If you, by any chance, run into issues with .Xauthority (not able to start the X-server) make sure your /etc/hosts is properly configured. It should contain the proper machine name (the name you gave your host during install) and your DNS domain and it should look like this:

#   $NetBSD: hosts,v 1.9 2013/11/24 07:20:01 dholland Exp $
#
# Host name database.
#
# This file contains addresses and aliases for local hosts whose names
# need to be resolvable during system boot; typically this includes only
# the address and FQDN for this machine's hostname.
#
# By default this file is consulted before DNS, so adding additional
# material here that then becomes out of date can lead to confusion.
# See nsswitch.conf(5).
#
::1         mybox.my.domain mybox
000.0.0.0       mybox.my.domain mybox
#
# RFC 1918 specifies that these networks are "internal":
# 10.0.0.0        -   10.255.255.255  (10/8 prefix)
# 172.16.0.0      -   172.31.255.255  (172.16/12 prefix)
# 192.168.0.0     -   192.168.255.255 (192.168/16 prefix)

Note: I've posted this on a forum a longtime ago so, I've hidden the numbers, 000.0.0.0 is actually something else. Don't touch the default, just fix domain name and hostname.

Now, you should be able to resize your terminal and reproduce the issue.

fujiapple852 commented 1 year ago

Are you on Matrix?

@0323pin I am now! @fujiapple852:matrix.org

fujiapple852 commented 1 year ago

If your intention is only to debug the window-resize issue on a disposable qemu-vm, which you do not intend to keep, NetBSD has everything you need on the base install.

Yeh, disposable is fine. I'd like to be able to fire up trippy on netbsd run a basic test before each release like I used to do on a cloud env.

Xorg is part of base and ctwm the default WM, so if you just run startx from the tty, you will be on a graphical env

Wow, that just...worked :)

From the graphical env I was able to start trippy, resize the window and observe the crash. Nice!

c-git commented 1 year ago

Yeh, disposable is fine. I'd like to be able to fire up trippy on netbsd run a basic test before each release like I used to do on a cloud env.

Is there an easy way to add this to the pre-release CI?

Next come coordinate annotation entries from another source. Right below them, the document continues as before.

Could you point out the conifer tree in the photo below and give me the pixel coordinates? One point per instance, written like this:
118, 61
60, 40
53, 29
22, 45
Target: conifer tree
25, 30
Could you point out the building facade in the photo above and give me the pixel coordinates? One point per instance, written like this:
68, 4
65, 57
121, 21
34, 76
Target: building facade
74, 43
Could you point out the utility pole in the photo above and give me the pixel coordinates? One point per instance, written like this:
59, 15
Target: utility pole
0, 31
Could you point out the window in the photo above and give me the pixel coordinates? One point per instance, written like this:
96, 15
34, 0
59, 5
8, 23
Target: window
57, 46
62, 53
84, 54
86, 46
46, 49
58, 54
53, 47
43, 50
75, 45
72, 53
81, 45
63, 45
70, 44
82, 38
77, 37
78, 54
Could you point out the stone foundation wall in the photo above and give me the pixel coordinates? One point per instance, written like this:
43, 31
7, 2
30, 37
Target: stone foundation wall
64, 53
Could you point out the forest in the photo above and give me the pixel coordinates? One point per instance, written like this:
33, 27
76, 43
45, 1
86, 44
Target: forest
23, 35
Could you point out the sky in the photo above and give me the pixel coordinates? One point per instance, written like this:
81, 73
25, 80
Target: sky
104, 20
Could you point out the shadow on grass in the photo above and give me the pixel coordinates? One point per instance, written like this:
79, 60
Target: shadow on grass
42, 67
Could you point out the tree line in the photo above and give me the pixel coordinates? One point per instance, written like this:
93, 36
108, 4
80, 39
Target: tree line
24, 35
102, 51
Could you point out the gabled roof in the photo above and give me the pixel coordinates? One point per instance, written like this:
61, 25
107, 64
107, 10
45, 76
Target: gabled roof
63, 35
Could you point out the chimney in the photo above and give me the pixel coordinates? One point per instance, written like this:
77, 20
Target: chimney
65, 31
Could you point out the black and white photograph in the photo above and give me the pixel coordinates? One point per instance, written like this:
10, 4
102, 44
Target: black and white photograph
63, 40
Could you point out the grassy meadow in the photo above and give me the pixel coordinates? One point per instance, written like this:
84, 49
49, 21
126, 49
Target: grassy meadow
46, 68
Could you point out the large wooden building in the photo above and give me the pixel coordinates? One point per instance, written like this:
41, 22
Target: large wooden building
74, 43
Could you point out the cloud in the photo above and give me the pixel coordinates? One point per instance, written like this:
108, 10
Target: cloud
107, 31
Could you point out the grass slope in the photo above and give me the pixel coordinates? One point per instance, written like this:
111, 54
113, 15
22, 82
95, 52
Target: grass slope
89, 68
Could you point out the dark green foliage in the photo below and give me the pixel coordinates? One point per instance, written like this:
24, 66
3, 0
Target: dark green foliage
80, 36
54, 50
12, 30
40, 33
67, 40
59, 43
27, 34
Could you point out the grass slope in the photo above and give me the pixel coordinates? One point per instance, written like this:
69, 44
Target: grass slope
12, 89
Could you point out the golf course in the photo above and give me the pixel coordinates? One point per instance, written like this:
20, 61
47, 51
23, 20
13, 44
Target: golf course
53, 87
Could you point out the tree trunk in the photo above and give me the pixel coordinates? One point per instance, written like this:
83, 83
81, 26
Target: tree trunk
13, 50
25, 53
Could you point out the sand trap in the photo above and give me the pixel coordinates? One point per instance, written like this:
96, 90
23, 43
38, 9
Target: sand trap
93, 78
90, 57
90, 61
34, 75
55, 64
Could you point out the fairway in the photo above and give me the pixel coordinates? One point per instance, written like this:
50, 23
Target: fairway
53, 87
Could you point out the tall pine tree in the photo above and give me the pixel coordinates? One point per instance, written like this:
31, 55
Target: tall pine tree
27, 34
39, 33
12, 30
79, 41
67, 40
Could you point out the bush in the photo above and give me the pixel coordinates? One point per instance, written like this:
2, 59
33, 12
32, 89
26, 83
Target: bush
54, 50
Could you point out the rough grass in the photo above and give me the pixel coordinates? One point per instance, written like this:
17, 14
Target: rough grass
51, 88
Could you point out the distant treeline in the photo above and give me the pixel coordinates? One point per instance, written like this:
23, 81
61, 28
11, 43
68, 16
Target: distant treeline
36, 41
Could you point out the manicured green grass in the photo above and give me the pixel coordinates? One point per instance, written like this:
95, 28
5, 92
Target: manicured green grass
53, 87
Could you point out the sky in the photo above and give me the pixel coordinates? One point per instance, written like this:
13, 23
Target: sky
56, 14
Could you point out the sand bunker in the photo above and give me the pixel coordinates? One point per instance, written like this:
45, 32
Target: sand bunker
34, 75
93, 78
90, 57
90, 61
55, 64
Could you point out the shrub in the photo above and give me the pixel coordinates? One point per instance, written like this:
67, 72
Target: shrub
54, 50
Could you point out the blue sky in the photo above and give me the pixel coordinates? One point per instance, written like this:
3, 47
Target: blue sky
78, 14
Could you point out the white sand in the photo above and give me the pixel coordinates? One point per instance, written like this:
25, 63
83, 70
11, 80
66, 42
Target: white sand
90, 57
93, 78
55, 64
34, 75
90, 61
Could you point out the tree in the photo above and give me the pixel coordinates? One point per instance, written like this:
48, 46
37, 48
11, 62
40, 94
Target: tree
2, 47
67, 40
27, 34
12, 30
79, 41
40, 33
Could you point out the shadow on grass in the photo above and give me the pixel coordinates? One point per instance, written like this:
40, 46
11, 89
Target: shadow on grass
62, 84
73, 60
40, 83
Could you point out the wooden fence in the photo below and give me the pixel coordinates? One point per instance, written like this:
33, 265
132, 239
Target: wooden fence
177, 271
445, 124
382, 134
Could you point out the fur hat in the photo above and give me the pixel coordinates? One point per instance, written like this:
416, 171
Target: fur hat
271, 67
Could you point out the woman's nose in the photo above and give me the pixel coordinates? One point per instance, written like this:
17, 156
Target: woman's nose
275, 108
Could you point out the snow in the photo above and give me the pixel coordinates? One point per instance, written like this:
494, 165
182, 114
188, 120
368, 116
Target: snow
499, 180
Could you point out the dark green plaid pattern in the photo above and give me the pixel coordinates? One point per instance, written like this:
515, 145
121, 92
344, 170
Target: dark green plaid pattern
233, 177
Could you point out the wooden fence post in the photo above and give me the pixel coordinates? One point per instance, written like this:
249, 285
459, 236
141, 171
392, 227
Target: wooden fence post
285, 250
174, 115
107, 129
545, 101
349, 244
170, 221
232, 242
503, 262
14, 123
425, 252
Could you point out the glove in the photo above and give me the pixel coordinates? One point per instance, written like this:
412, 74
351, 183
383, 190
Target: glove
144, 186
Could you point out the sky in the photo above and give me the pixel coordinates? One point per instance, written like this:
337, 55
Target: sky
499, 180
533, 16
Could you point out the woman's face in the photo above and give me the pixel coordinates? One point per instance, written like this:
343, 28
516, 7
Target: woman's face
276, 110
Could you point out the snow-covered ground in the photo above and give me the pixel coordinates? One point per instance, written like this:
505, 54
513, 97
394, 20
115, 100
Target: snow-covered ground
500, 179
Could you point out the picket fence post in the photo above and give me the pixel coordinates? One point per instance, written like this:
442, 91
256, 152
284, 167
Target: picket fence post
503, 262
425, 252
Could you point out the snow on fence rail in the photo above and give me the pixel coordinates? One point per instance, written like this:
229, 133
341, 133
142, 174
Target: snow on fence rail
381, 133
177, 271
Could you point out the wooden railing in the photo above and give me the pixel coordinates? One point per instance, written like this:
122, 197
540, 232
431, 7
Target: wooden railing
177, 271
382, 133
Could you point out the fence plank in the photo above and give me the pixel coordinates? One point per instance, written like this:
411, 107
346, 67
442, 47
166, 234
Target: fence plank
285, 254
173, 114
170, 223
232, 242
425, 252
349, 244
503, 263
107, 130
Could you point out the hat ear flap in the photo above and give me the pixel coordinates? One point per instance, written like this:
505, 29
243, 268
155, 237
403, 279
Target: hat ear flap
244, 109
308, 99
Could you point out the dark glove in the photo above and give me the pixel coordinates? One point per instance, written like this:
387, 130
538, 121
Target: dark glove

c-git commented 1 year ago

I also joined matrix @one.----:matrix.org

0323pin commented 1 year ago

Yeh, disposable is fine. I'd like to be able to fire up trippy on netbsd run a basic test before each release like I used to do on a cloud env.

Is there an easy way to add this to the pre-release CI?

I know nothing about CIs but, there's now support for NetBSD in https://cirrus-ci.com/build/6221284932583424

fujiapple852 commented 1 year ago

@0323pin provisional fix available in https://github.com/fujiapple852/trippy/pull/670

It seems to fix it in my qemu-vm environment, would you care to try it?

One caveat here is that I've had to temporarily downgrade clap as the latest version requires Rust 1.70 and the latest version available on netbsd 9.3 appears to be 1.69 (the latest rust available is 1.72). Once netbsd bumps to 1.70 I can merge this fix, which is fine as I don't plan a trippy release for a while anyway. If needed I could back port the fix to 0.8.x and release it, but I think that may be overkill.

fujiapple852 commented 1 year ago

I know nothing about CIs but, there's now support for NetBSD in https://cirrus-ci.com/build/6221284932583424

That's awesome!

Now I wonder if it allows raw sockets and ICMP (GH actions do not...)

0323pin commented 1 year ago

Thanks! I'll take it for a spin after the weekend. Sorry, family visit.

Did you see my comment on the Rust version in your branch commit?

fujiapple852 commented 1 year ago

@0323pin yes I did, that's fine. No rush here, we've waited this long (over a year!) it can wait a few more weeks :)

0323pin commented 1 year ago

@fujiapple852 It works 😄

2023-09-02-173905_1366x768_scrot

Built with Rust-1.71.1, resize without crash.

fujiapple852 commented 1 year ago

Thanks! The fix has been Merged and will go into the 0.9.0 release.